The REAL Health and Safety continues its fight back against Jobsworths and Lickspittles
Those of us who have been involved in what I refer to as ‘Real Health and Safety’ are embarrassed by the various Jobsworths and Lickspittles that like to force others to bend to their will by using the term “For health and safety reasons” when they feel the need to show how powerful they are, or perhaps impress their boss.
It’s often for something trivial, or for something they’re afraid of being held responsible for – whether or not that may be the case.
It will also generally be something that the real HSE: Health and Safety Executive will have no knowledge of, and will probably not have been involved or even consulted about.
This has become so bad in recent years that the real HSE has taken to documenting and debunking many of these matters, and now reports them on its own web site:
There’s plenty of appalling stories reported there, which is why I’m not wasting time or space repeating any here.
However, I did notice that this issue had been picked up by the media:
A SCOTTISH council that banned dog training classes from community halls features in a list compiled by a government minister to highlight a spate of “ridiculous” health and safety cases.
Mike Penning, the UK’s health and safety minister, cited the example of North Lanarkshire council’s decision to ban dog shows and training classes in a letter to schools and councils, warning against the potential misuse of health and safety legislation.
And even the Health and Safety Executive (HSE) agrees.
“Health and safety has long been used as a smokescreen by Jobsworths who have little knowledge of the law and who want to fob people off with an easy excuse,” Mr Penning said.
Councillors in North Lanarkshire took the decision to stop local dog clubs using facilities that are also used by children after hearing that the animals had damaged gym halls and could spread allergies.
Other cases of overzealous officials cited by Mr Penning included a school in Hampshire not allowing a pupil to bring in a chick due to concerns about bird flu, a school in Gloucester stopping girls wearing frilly socks for fear of them tripping, and a council near Manchester preventing flowers and pots being placed on graves.
North Lanarkshire’s dog ban prompted complaints from local dog-owners.

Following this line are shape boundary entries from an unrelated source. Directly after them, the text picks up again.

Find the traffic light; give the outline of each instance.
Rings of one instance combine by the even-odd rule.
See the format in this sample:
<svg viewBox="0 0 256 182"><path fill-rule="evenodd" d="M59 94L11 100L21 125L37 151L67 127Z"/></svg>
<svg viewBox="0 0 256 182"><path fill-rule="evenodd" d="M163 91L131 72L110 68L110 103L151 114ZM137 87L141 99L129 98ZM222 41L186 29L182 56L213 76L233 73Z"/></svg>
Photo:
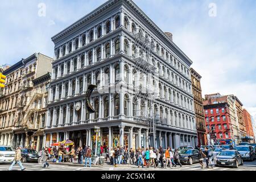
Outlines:
<svg viewBox="0 0 256 182"><path fill-rule="evenodd" d="M5 88L5 79L6 76L0 73L0 88Z"/></svg>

Margaret Wotherspoon, secretary of the Lanarkshire Road-Safety Dog Training Council, said it was “health and safety gone mad”.
Yesterday she said: “Now the Health and Safety Executive has said it is bonkers, that will give clubs ammunition when going into meetings about letting halls.”
Judith Hackitt, who chairs the Health and Safety Executive, said: “I would urge all decision-makers to take a step back and ask themselves whether a decision made in the name of health and safety is actually just an excuse for something else.
“Real health and safety is about protecting people in the workplace from life and health-threatening risks – it is not about stopping a child taking a baby chick into school, or banning indoor dog training.”
The council referred to above still doesn’t get it:
Last night, a spokesman for North Lanarkshire Council defended its stance: “There was never a blanket ban on dog shows in our facilities. However, we do not allow such activities to take place in our facilities where children might be using them afterwards.”
There would be no problem with the council refusing to allow certain activities to take place within facilities it controls, it’s responsible for what happens in them – but they have to give valid reasons, not make them up, or point at someone else and say “Nothing to do with us.”